What classes should I take first? 
It depends on what your interests are. Generally, a good place to start is BIOL 117 Environmental Science. For ENVS majors, we recommend that students take most of the required introductory courses (requirements 1-5) early, preferably before the end of sophomore year if you can; note that only first- and second-year students can enroll in BIOL 117 and ECON 110. Minors should also try to take BIOL 117 Environmental Science before the end of sophomore year.

Can I fulfill common area requirements with Environmental Studies courses?
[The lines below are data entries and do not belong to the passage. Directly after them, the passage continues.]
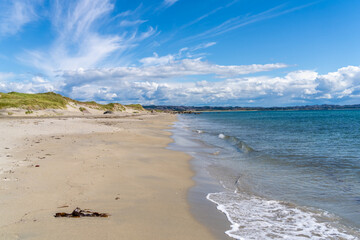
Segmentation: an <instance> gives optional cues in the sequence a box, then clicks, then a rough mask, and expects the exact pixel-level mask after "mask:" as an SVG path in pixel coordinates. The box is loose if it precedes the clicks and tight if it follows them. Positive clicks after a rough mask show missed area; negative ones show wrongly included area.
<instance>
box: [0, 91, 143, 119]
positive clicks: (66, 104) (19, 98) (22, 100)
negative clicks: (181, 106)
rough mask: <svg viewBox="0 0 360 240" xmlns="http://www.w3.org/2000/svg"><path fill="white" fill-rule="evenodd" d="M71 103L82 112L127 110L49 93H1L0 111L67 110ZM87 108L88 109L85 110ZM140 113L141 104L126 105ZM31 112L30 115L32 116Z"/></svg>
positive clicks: (140, 109) (55, 93)
mask: <svg viewBox="0 0 360 240" xmlns="http://www.w3.org/2000/svg"><path fill="white" fill-rule="evenodd" d="M69 103H72V104H75V105H80V106H79V110H80V111H81V112H82V111H84V110H85V109H86V108H91V109H97V110H103V111H125V110H126V108H125V107H124V105H122V104H120V103H108V104H100V103H97V102H95V101H89V102H80V101H77V100H74V99H71V98H68V97H64V96H62V95H60V94H57V93H54V92H47V93H36V94H30V93H18V92H9V93H0V109H6V108H20V109H26V110H28V111H32V110H43V109H65V108H66V107H67V105H68V104H69ZM85 107H86V108H85ZM126 107H127V108H131V109H134V110H138V111H145V109H144V108H143V107H142V106H141V105H140V104H130V105H126ZM30 113H31V112H29V113H28V114H30Z"/></svg>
Certainly! Many Environmental Studies courses carry common area designations, and there is no limit to the number of common area requirements that can be fulfilled through the Environmental Studies major or minor.

I took an environmentally themed Montserrat class. Does that count towards the major or minor?
Maybe. Certain Montserrat courses can be applied toward the Environmental Studies major and/or minor. The list of approved Montserrat courses and what requirements they fulfill change every year, so you should check with the director if you have a question about a specific one. In all cases, approved year-long Montserrat courses can only fulfill ONE course toward the major or minor.